Cronicas 24/25

Tente (me) amar…

Tente passar pelo o que estou passando
Tente apagar este teu novo engano

(Hildmar Diniz / Alcides Dias Lopes)

Para todos os adultos que se sentem tão perdidos quanto uma criança brincando nas areias de um grande deserto. Baby, se ame.

O céu era um grande deserto quando estávamos juntos. Era frio e imprevisível, tal qual uma grande tempestade de areia. Eu que geralmente era tão improvável e inalcançável me perdi em tudo que você representava. 

Talvez essa armadilha tenha sido criada por mim e não por você. 

Eu ansiava por sentir tudo que você podia me proporcionar, te idealizei antes mesmo de chegar.

Suas mãos tão caridosas desvendaram meu corpo com certa arrogância, aparentemente eu não parecia merecer seu cuidado. E isso me causou estranheza, logo você que sempre deu afago e afeto para desconhecidos, que usava as mãos como instrumento de cuidado, me causava dores que nem sempre eram físicas. 

Você gostava disso.

Nunca fui um céu perfeito, mesmo quando você contava as estrelas no meu corpo eu não era perfeito, você deixava isso claro, quando estávamos juntos eu também pensava sobre isso. 

Sua voz era como um martelo em uma casa vazia.

Você roubava todas as minhas palavras e me fazia sentir uma culpa que eu não conhecia. Era como mergulhar em um poço de areia e tentar sair, eu duvidava de todas as coisas que eu queria ser e ficaram entaladas na minha garganta. 

Eu tentei pedir ajuda e lidar com o que eu sentia, mas ninguém parecia me entender.
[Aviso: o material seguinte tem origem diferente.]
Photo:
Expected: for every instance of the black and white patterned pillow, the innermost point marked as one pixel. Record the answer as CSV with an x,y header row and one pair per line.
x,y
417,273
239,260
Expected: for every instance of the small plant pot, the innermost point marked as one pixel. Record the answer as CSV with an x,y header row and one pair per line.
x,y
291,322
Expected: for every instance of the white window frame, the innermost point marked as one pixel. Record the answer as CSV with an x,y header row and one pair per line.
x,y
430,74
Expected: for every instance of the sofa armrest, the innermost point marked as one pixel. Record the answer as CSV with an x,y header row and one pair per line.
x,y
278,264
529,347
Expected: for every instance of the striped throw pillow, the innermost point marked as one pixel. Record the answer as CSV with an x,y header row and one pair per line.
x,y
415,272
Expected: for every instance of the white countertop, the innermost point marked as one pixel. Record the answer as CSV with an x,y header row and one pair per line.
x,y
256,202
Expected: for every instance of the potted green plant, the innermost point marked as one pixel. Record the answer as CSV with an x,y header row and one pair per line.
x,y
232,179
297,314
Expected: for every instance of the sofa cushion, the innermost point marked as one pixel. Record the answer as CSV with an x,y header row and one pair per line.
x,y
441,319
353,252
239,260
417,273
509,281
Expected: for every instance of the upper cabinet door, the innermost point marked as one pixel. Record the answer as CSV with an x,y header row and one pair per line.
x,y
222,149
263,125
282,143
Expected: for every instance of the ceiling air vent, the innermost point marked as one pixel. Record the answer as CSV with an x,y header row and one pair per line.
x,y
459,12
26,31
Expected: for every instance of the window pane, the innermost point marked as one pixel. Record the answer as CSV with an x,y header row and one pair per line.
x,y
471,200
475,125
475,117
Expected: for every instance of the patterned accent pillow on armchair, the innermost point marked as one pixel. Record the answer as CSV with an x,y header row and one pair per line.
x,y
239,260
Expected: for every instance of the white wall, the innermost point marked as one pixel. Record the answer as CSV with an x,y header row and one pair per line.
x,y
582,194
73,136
Me lembro vagamente de quando você não existia na minha vida e de como ser dessa forma me bastava. Depois de você, tudo que restou era uma dúvida constante sobre ser ou não suficiente, eu não conseguia mais caber nos lugares e um vazio estranho parecia me acompanhar, lembrando sempre de como eu era desencaixado no mundo.

Uma peça defeituosa e inacabada. 

Eu me sentia preso mesmo quando as portas estavam abertas, não conseguia falar ou respirar normalmente. Constantemente você brincava que eu era uma contradição estranha e inadequada ao mundo, alguém que atravessou o seu caminho no acaso. Me apresentou dessa forma, como um acaso na sua vida. 

Eu me culpava por todos os acasos que você havia me tornado, me perguntava se ser um acaso tão inadequado era tão ruim assim?

Eu te amava e te amar ainda dói. Ainda machuca, ainda me destrói, droga eu ainda sinto saudades. 

Eu ainda sinto saudades de todas as vezes que você brincava com suas pernas por cima de mim, me abraçando e falando ao pé do meu ouvido que me amava. Eu sabia que era mentira, mas eu gostava, ainda gosto.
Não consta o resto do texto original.